For six years, they shared a bond built on dreams of a future filled with children, only to find that the reality of adulthood and the weight of responsibility shattered those dreams. What once was enthusiasm turned into fear and doubt, as the harsh truths of pregnancy and parenting revealed a path she wasn’t ready to take.
Their love now stands at a crossroads, torn between her resolute refusal and his aching desire for a family. The silent rift grows, fueled by conflicting hopes and fears, threatening to pull them apart despite years of shared memories and promises.

AITAH for changing my views on kids post marriage?

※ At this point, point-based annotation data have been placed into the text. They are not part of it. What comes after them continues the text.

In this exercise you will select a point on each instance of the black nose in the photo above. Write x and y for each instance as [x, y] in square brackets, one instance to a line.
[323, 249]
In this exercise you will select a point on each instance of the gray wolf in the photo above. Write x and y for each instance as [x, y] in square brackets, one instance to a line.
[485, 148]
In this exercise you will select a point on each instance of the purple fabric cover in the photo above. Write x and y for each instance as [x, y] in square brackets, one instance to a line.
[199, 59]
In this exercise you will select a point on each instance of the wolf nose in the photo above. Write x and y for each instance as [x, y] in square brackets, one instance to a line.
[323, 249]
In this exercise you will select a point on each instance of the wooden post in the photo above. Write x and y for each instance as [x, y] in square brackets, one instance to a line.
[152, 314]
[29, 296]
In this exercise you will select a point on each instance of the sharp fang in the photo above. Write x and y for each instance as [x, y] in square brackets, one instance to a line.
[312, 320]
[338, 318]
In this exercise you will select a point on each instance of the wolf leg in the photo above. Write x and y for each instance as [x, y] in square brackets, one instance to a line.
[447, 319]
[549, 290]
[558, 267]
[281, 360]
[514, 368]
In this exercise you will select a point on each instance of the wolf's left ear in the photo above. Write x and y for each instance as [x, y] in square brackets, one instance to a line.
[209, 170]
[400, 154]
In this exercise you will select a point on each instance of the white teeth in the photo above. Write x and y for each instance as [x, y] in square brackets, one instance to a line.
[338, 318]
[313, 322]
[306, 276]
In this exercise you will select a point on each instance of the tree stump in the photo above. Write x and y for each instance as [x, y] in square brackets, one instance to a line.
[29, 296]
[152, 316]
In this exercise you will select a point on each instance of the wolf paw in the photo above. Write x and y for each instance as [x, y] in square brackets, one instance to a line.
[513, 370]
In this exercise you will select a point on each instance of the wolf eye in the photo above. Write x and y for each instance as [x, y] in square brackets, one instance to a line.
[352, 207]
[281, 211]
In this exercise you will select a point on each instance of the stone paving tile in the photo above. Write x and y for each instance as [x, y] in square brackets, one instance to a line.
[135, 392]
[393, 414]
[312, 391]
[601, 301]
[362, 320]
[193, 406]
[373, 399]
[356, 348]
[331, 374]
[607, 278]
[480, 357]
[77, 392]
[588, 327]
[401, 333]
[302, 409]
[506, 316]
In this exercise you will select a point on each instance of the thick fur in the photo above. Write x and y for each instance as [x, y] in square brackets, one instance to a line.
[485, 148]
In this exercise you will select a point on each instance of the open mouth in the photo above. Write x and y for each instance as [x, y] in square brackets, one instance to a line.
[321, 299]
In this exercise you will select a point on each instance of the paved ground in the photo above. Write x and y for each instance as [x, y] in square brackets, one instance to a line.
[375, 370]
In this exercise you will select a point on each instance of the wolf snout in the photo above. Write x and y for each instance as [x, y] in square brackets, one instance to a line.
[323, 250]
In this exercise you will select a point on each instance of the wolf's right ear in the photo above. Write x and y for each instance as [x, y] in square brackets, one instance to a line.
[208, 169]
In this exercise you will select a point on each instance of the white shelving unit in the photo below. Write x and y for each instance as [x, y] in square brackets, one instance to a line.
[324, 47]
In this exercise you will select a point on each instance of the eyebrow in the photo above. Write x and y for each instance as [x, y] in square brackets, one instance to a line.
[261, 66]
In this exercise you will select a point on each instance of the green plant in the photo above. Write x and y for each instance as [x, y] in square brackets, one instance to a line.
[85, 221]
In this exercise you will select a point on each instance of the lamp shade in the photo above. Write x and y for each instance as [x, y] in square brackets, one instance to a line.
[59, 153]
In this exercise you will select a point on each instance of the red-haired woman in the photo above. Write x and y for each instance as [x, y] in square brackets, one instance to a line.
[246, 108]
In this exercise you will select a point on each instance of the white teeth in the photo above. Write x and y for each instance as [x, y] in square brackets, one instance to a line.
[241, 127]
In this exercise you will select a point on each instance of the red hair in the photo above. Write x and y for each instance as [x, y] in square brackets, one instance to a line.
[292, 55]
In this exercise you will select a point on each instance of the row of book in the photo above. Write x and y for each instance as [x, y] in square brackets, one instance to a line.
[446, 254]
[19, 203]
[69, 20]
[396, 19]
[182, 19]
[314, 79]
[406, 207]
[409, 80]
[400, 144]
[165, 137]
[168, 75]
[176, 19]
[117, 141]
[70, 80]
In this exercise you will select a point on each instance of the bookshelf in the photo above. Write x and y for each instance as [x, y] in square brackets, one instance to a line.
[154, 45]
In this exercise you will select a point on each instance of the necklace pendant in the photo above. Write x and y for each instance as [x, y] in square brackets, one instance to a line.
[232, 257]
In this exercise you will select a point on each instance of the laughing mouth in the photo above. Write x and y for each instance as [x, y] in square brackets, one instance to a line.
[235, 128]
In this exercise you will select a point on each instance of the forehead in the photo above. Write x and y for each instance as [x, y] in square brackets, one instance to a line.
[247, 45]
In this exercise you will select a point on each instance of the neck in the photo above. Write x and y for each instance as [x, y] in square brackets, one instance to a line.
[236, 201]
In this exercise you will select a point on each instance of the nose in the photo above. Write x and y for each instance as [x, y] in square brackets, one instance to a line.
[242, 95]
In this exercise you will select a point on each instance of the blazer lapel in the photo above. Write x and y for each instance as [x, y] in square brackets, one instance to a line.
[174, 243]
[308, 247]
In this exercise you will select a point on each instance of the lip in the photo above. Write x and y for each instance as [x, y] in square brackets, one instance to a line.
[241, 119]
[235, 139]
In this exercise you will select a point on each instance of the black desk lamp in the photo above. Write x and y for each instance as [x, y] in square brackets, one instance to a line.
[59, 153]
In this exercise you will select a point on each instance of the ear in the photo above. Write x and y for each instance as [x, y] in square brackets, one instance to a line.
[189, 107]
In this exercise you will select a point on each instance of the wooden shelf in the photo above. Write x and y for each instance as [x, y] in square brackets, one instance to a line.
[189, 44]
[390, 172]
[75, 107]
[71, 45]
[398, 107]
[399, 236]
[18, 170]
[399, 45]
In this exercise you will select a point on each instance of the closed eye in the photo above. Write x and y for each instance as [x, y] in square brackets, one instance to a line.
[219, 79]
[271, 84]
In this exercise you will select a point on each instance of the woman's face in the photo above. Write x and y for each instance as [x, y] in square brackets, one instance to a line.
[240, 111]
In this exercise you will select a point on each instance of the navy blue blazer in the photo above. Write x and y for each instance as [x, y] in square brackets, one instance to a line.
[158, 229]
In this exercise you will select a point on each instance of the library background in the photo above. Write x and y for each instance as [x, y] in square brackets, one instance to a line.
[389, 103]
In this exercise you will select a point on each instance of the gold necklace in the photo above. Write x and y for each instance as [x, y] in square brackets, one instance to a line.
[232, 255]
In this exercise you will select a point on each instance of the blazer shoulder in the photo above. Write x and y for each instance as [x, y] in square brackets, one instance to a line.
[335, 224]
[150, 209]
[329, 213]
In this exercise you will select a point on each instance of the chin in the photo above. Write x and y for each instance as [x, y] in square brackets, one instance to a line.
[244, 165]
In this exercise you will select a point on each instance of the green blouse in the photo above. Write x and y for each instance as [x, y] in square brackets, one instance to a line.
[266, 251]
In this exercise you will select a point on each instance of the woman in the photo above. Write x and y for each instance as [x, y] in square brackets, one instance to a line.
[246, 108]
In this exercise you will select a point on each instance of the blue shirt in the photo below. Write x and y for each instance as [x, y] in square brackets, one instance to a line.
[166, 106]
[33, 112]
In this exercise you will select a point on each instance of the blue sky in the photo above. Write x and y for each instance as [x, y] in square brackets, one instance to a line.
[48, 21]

Dr. Terri Givens, a scholar focusing on relationship dynamics and personal agency, often notes the critical importance of alignment on ‘life design’ decisions, especially regarding children. In this case, the conflict stems from a change in one partner’s fundamental desire post-marriage, moving from enthusiasm to absolute refusal regarding parenthood.
The core issue here involves differing perceptions of commitment and life roles. The poster’s realization about the scope of responsibility and potential personal compromise is valid, stemming from a new assessment of the effort required. Conversely, the partner’s stated reasons—family completion and closeness—suggest a deep emotional investment in the traditional narrative of family building. When core values diverge this significantly, the resulting tension is often profound, leading to feelings of betrayal (by the partner) and guilt (by the poster). The poster’s action to offer an ‘out’ acknowledges the severity of the impasse; however, the relationship cannot proceed healthily if one party harbors resentment over the loss of a desired future or feels forced into an undesired role.
From a relationship health perspective, avoiding open, honest communication about such foundational issues only delays an inevitable crisis. While the poster’s change of mind is their prerogative, the responsibility now lies in navigating the separation respectfully, if necessary. Moving forward constructively requires both parties to accept the reality that their life paths have diverged. A constructive recommendation is for the couple to seek short-term couples counseling focused solely on respectful dissolution or, alternatively, to explore if the partner’s desire for closeness can be met through alternative, child-free future planning, though this seems unlikely given the poster’s firm stance.
REDDIT USERS WERE STUNNED – YOU WON’T BELIEVE SOME OF THESE REACTIONS.



You have every right to change your mind, of course. The world is increasingly scary. It’s reasonable to be afraid to bring a child into it.






















The individual is experiencing significant internal conflict after realizing a deep unwillingness to become a parent, despite prior shared expectations with their long-term partner. This realization places them in a difficult position, forcing a choice between honoring a personal, newly formed boundary regarding life choices and risking the continuation of a significant relationship based on a previously assumed future.
Is it justifiable for an individual to fundamentally change a long-held, shared life plan (like having children) based on new personal convictions, even when this decision causes deep disappointment and potential relationship dissolution for their partner?